I think the Under-Secretary is saying that, on current depressed values, we are talking about a rare combination of circumstances that will affect only a tiny number of schemes, and I accept that. Despite the apparent complexity of the long list of amendments and new clauses, that seems to be the right approach to the closed-scheme problem.

I have two other points to make. As the notes say, the schemes

''represent a significant potential moral hazard risk to the PPF'',

but the moral hazard argument goes beyond those particular, rare circumstances. A great debate has been going on for years, and is still going on in America, about whether such a scheme produces the perverse incentives to which the Under-Secretary referred. Industry is concerned that there will be a substantial moral hazard problem. As long as everybody knows

that there is a safety net, people may not be so careful about how they run their schemes. We shall return to that issue to consider it in more detail.

There is one other point in the notes that was not clear to me. They say:

''In order to protect the PPF against moral hazard, such schemes will be subject to increased supervisory requirements and will only be able to pay out benefits in line with the statutory priority order (to be introduced when new clauses are considered after Easter).''

I was under the impression that that was a matter for a separate statutory instrument, which is hanging around waiting to be considered in Committee. Is it being suggested that a different priority order applies to these schemes, or will that be dealt with as part of the Bill?

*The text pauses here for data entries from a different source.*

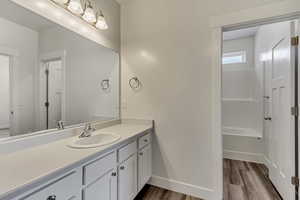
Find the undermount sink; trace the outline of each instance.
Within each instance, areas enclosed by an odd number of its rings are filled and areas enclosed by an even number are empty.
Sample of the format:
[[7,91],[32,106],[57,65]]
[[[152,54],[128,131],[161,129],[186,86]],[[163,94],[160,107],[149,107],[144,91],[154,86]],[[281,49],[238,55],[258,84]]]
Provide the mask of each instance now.
[[113,133],[94,132],[90,137],[76,138],[68,146],[77,149],[95,148],[112,144],[121,138],[120,135]]

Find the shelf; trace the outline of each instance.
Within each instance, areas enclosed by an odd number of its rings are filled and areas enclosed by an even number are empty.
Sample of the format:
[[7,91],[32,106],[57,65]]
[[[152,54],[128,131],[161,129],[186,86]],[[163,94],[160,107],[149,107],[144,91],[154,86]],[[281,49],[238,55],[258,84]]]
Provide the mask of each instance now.
[[252,98],[222,98],[222,101],[238,101],[238,102],[257,102]]
[[[227,131],[224,129],[227,129]],[[223,127],[222,135],[250,137],[250,138],[257,138],[257,139],[262,138],[262,134],[260,134],[256,130],[248,129],[248,128],[236,128],[236,127]]]

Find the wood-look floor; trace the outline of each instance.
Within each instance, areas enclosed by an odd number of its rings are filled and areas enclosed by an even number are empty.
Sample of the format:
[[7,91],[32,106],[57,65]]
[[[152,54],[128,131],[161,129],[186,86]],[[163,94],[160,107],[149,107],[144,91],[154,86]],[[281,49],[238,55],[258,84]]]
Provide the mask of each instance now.
[[263,164],[224,159],[224,200],[281,200]]
[[[146,185],[135,200],[201,200]],[[268,178],[268,169],[257,163],[224,159],[224,200],[282,200]]]
[[146,185],[135,200],[202,200],[155,186]]

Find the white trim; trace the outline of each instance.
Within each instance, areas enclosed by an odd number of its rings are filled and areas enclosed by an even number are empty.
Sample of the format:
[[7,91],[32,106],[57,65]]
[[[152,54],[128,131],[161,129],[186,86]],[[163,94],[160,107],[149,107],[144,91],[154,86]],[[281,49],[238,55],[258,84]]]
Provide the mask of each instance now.
[[214,199],[223,199],[223,139],[221,120],[222,28],[213,30],[212,52],[212,179]]
[[7,56],[14,56],[18,57],[19,56],[19,51],[7,46],[0,46],[0,53],[7,55]]
[[231,151],[224,149],[223,157],[232,160],[242,160],[255,163],[265,163],[264,155],[242,151]]
[[215,200],[213,198],[213,190],[205,187],[199,187],[196,185],[184,183],[181,181],[167,179],[160,176],[152,176],[149,184],[205,200]]
[[37,80],[37,88],[36,88],[36,98],[37,98],[37,101],[36,102],[39,102],[37,106],[37,113],[36,113],[36,116],[38,116],[36,118],[36,124],[39,125],[39,129],[42,128],[42,121],[40,120],[40,114],[41,114],[41,105],[42,105],[42,102],[41,102],[41,98],[40,98],[40,87],[39,87],[39,82],[40,82],[40,70],[42,68],[42,65],[44,62],[47,62],[47,61],[51,61],[51,60],[57,60],[57,59],[60,59],[61,62],[62,62],[62,104],[61,104],[61,119],[63,122],[66,121],[66,56],[67,56],[67,52],[65,50],[62,50],[62,51],[53,51],[53,52],[50,52],[50,53],[44,53],[44,54],[41,54],[39,56],[39,63],[38,63],[38,67],[36,69],[36,80]]
[[[255,13],[255,14],[253,14]],[[212,32],[212,174],[214,200],[223,199],[223,149],[221,126],[222,30],[293,19],[300,14],[300,1],[291,0],[241,10],[211,18]]]
[[[255,13],[255,14],[253,14]],[[213,16],[210,19],[212,28],[250,27],[252,25],[279,22],[283,18],[295,18],[300,14],[300,1],[289,0],[266,4],[256,8],[244,9],[230,14]]]

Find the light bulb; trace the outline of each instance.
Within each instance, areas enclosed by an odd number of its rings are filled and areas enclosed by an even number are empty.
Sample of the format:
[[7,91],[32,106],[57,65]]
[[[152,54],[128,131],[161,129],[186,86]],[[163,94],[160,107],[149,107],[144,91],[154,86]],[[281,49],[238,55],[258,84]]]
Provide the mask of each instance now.
[[85,11],[84,11],[84,15],[82,16],[82,18],[89,22],[89,23],[95,23],[96,22],[96,15],[95,12],[93,10],[93,8],[91,6],[88,6]]
[[71,0],[68,9],[77,15],[81,15],[83,13],[82,5],[80,0]]
[[68,0],[53,0],[53,1],[56,2],[56,3],[62,4],[62,5],[68,3]]
[[106,23],[105,18],[104,18],[103,15],[98,16],[96,27],[100,30],[108,29],[107,23]]

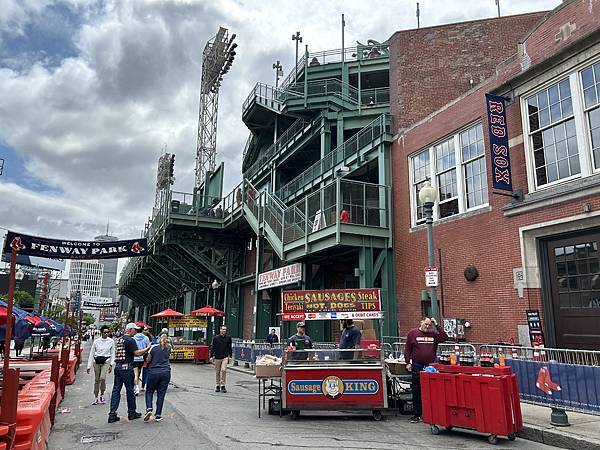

Photo of Mr Chris Pond Mr Chris Pond Parliamentary Under-Secretary, Department for Work and Pensions

It is important for hon. Members to recognise that the enhanced scrutiny by the regulator is an important part of our measures to prevent the moral hazard to which the hon. Gentleman refers.

Our proposals for the priority order, which we hope to introduce to the Committee as soon as possible after Easter, will be part of the Bill. We will have an opportunity to consider that in this Committee.

Amendment agreed to.

Amendments made: No. 374, in

clause 104, page 64, line 25, leave out subsection (3) and insert—

'(3) In subsection (2) ''qualifying insolvency event'' has the meaning given by section 99(2A).'

No. 443, in

clause 104, page 64, line 37, leave out sub-paragraph (iii) and insert—

'(iii) the conditions in section 119(2) (no scheme rescue but sufficient assets to meet protected liabilities etc) are satisfied in relation to the scheme,'.

No. 375, in

clause 104, page 64, line 40, leave out 'section 127(5)(a)' and insert 'section 101(5)(a)'.

No. 444, in

clause 104, page 64, line 41, leave out 'respect of' and insert 'relation to'.

No. 445, in

clause 104, page 64, line 42, at end insert—

'( ) This section is subject to section [closed schemes: further assessment periods] (which provides for further assessment periods to begin in certain circumstances where schemes are required to wind up or continue winding up under section 119).'.—[Mr. Pond.]

Clause 104, as amended, ordered to stand part of the Bill.